- 9 years ago
- Wedding: July 2010
She just got back from visiting my grandma and grandpa.
My grandma did not recognize her at all. My bil is btw a surgeon. She didn’t recognize him and she’s known him since he was 10 years old.
My grandpa has lost quite a bit of weight (he’s also very thin to begin with. My grandma is unable to get out of bed now. She’s 88 and he’s 90. They’ve been married 70 years now.
My bil and sister, both crying after leaving, called me immediately as Jeff gave his opinion. He said “she doesn’t have much time left”. He was sobbing.
I am sobbing too and talking to my sis while I’m typing right now kinda in shock but I knew they had some considerable issues going on.
I got my hopes up when my grandpa’s kidney issues suddenly got a tad better (went from stage 5 to 4 renal failure). Now it’s all gone.

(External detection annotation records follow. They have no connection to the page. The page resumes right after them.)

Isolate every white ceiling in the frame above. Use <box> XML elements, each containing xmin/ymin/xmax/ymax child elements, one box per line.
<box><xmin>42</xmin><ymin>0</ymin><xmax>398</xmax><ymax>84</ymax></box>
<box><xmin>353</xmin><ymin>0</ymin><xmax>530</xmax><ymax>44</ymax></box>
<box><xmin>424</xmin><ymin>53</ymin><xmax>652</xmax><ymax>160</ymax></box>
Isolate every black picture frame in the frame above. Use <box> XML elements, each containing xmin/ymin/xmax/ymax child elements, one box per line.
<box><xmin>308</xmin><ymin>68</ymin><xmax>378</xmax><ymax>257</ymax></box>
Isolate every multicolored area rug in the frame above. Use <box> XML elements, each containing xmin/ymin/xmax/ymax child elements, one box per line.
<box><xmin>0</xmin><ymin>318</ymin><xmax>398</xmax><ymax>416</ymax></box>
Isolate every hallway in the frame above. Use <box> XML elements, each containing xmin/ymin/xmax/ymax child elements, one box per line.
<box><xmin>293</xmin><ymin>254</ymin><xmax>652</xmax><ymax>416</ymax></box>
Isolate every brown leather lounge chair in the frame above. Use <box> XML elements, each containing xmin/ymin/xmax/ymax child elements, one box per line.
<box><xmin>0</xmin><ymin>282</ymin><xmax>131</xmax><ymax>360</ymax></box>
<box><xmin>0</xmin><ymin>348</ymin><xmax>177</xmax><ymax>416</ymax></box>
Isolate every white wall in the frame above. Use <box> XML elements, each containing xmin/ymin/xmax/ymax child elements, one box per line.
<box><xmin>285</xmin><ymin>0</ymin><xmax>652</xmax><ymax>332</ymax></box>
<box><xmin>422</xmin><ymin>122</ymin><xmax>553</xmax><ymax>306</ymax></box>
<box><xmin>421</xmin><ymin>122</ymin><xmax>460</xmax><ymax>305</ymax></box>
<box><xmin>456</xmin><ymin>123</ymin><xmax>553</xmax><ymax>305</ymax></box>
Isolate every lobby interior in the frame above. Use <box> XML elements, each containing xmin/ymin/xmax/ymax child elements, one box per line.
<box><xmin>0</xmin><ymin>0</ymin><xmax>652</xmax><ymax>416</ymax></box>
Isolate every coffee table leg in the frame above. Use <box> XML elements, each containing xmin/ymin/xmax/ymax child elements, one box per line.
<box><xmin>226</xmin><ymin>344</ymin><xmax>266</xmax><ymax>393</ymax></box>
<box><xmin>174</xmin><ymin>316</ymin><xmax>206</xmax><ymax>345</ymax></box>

My grandmother has had recent hospitalizations and they were unsure why she’d been recently having blackout spells. CT’s and other scans done showed she is suffering from dementia and this week they finished tests. Alzheimer’s.
She isn’t eating again. She was in the hospital for a while back before the blackouts b/c she wasn’t eating. They have a home health nurse at their home 12 hours a day now.
I was just not ready for this call. Last time I got a call like this from my bil was when my dad was in cardiac arrest and he called me in the middle of the night saying “You’d better get to the hospital now” while crying then. My dad died an hour later so if he says somebody doesn’t have much time left then they don’t have much time left.
He said it wouldn’t be immediate but maybe 2 or 3 months at most. I’m on call this weekend at the damn hospital and I cannot leave to go to her side. I am so sad and I am not free to do what I want to do and go to her. My sis and I are just crushed. So is bil. I haven’t told T yet. My son is sobbing in the other room and there’s nothing I can do except pray with him and just hug him. He asked if grandma is in pain. I said no.
This is so damn hard letting go 2 of the closest people in the world. I lost my dad 10 years ago and my mom honestly is a flake and been mentally a teenager since he passed away so I felt like I lost my parents 10 years ago. She’s not close to me. But my grandparents? ALWAYS super close to me. Always.
They bought me my first car. They helped out when my sis and I were both going to private school and my dad was working 2 jobs and they are always just “there”. All my life they were and are there.
Please if you can, send out a prayer for my grandma. I don’t know what to do without her.